🤖 AI Summary
This study addresses a critical limitation in current approaches to probing demographic attributes in large language models, which often assume that single cues—such as names or dialects—adequately represent specific social groups without validating their construct validity. Through a series of controlled experiments in authentic advice-seeking interactions, the authors systematically evaluate how different racial and gender prompts influence model behavior, employing multi-cue comparisons, behavioral disparity analyses, and controls for linguistic confounds. The findings reveal, for the first time, that distinct prompts associated with the same demographic group elicit markedly inconsistent model responses, while differences between groups are minimal and unstable. These results fundamentally challenge the construct validity of prevailing probing paradigms, suggesting they cannot reliably capture population-conditioned behaviors in language models.
📝 Abstract
Demographic probing is widely used to study how large language models (LLMs) adapt their behavior to signaled demographic attributes. This approach typically uses a single demographic cue in isolation (e.g., a name or dialect) as a signal for group membership, implicitly assuming strong construct validity: that such cues are interchangeable operationalizations of the same underlying, demographically conditioned behavior. We test this assumption in realistic advice-seeking interactions, focusing on race and gender in a U.S. context.

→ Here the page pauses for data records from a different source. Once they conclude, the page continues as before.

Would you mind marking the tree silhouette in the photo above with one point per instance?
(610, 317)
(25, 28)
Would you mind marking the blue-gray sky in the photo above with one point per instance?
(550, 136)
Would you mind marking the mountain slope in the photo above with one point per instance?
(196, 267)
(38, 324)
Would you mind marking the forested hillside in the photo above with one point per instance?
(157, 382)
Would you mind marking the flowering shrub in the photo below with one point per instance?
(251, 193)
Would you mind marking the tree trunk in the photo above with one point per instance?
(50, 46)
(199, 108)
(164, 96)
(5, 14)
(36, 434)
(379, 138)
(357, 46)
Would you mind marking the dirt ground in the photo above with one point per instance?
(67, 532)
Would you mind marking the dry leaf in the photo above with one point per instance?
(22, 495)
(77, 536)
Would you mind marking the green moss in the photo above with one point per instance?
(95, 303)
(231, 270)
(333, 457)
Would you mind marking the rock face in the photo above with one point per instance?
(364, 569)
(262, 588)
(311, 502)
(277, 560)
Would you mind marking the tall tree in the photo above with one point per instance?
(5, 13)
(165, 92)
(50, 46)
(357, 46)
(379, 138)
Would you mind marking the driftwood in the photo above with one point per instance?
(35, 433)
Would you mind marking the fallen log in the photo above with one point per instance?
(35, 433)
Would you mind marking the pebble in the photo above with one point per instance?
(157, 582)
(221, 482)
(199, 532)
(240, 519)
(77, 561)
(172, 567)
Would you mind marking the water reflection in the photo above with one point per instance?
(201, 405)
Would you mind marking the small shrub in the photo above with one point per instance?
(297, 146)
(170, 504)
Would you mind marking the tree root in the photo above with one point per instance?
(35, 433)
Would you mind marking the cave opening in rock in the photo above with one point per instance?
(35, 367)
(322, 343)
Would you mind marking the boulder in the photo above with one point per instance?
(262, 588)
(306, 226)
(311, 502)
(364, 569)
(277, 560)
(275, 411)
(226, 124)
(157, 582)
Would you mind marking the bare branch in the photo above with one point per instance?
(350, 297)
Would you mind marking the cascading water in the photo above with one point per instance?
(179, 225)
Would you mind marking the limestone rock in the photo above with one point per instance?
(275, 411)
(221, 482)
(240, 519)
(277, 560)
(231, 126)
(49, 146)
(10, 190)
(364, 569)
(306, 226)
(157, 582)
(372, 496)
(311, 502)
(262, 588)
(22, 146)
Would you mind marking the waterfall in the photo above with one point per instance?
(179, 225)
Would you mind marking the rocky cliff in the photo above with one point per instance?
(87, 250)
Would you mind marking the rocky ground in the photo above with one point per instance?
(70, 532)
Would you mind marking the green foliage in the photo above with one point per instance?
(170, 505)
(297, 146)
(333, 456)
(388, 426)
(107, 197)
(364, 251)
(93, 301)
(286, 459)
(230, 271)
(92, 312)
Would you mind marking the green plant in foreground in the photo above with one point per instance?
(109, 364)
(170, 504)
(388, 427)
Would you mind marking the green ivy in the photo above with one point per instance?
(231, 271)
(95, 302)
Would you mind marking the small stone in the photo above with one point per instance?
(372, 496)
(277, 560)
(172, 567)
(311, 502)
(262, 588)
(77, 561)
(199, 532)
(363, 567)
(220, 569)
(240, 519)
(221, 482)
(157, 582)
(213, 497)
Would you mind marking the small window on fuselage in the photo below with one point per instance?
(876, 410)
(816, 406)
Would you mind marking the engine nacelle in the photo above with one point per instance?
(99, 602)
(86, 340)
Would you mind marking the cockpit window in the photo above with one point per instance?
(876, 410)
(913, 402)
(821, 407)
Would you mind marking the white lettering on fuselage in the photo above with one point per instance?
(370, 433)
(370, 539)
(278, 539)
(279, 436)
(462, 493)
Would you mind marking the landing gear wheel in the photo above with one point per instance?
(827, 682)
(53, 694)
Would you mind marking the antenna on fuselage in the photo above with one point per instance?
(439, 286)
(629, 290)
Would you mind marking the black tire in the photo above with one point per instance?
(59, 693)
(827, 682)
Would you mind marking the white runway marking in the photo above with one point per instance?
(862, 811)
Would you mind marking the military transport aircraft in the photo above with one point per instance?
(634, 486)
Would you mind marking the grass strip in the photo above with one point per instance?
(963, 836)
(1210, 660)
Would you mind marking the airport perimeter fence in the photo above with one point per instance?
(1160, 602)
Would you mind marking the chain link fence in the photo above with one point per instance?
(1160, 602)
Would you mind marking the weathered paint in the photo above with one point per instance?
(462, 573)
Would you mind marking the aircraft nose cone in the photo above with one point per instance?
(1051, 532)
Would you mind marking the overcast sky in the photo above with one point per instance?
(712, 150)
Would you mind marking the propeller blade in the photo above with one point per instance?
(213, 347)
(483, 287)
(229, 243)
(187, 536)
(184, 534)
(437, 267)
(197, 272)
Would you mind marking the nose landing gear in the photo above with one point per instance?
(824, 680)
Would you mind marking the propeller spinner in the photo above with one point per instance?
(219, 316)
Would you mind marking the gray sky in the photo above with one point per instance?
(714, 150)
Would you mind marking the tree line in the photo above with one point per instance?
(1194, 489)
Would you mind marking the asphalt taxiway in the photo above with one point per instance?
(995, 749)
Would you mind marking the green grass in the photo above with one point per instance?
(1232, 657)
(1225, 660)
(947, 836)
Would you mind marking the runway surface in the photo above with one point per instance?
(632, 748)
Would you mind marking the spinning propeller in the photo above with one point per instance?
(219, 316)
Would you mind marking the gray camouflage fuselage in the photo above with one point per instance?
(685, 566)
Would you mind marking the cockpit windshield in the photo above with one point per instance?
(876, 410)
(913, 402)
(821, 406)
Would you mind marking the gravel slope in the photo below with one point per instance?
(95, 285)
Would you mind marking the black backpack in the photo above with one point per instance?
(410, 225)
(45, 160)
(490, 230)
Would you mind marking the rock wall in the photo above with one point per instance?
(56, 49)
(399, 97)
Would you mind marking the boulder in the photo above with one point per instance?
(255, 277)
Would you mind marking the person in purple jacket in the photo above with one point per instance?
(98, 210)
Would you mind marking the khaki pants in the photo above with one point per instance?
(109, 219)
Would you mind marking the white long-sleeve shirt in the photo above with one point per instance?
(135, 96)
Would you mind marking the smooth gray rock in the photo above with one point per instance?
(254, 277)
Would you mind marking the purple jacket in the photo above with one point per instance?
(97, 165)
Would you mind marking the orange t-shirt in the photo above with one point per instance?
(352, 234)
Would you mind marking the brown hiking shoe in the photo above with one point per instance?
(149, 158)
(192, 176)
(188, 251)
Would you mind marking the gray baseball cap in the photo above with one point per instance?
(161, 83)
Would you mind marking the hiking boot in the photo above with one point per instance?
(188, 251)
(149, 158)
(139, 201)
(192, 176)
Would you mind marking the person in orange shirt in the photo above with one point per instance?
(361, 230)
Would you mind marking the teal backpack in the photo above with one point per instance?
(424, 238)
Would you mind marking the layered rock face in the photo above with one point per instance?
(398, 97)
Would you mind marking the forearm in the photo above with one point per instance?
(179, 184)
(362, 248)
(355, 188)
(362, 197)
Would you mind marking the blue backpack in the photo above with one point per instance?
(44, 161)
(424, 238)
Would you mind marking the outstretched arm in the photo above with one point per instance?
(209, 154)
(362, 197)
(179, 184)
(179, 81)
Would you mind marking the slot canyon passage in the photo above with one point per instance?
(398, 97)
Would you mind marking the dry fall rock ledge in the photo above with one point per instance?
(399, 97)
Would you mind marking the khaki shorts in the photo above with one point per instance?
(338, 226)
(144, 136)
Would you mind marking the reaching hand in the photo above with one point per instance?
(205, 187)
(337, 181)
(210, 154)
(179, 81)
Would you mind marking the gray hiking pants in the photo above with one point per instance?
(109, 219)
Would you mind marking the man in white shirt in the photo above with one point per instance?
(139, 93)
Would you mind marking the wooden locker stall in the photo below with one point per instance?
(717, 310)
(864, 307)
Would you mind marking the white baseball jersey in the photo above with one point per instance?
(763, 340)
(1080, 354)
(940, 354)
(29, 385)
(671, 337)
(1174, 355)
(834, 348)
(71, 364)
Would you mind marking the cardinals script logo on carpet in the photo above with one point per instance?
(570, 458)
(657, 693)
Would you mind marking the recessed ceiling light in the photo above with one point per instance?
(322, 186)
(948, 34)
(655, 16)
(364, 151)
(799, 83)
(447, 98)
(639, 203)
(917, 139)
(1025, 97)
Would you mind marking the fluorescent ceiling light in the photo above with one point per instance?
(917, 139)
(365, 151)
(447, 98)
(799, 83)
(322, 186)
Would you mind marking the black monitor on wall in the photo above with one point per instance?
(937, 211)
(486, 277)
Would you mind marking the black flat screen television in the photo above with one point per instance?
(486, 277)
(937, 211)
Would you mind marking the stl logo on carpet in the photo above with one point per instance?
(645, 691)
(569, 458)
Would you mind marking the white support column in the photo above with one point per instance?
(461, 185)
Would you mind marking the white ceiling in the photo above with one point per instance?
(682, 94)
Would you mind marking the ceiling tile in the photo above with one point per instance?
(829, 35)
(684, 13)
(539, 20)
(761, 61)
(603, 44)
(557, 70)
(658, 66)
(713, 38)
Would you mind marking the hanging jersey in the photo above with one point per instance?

We find that cues intended to represent the same demographic group induce only partially overlapping changes in model behavior, while differentiation between groups within a given cue is weak and uneven. Consequently, estimated disparities are unstable, with both magnitude and direction varying across cues. We further show that these inconsistencies partly arise from variation in how strongly cues encode demographic attributes and from linguistic confounders that independently shape model behavior. Together, our findings suggest that demographic probing lacks construct validity: it does not yield a single, stable characterization of how LLMs condition on demographic information, which may reflect a misspecified or fragmented construct. We conclude by recommending the use of multiple, ecologically valid cues and explicit control of confounders to support more defensible claims about demographic effects in LLMs.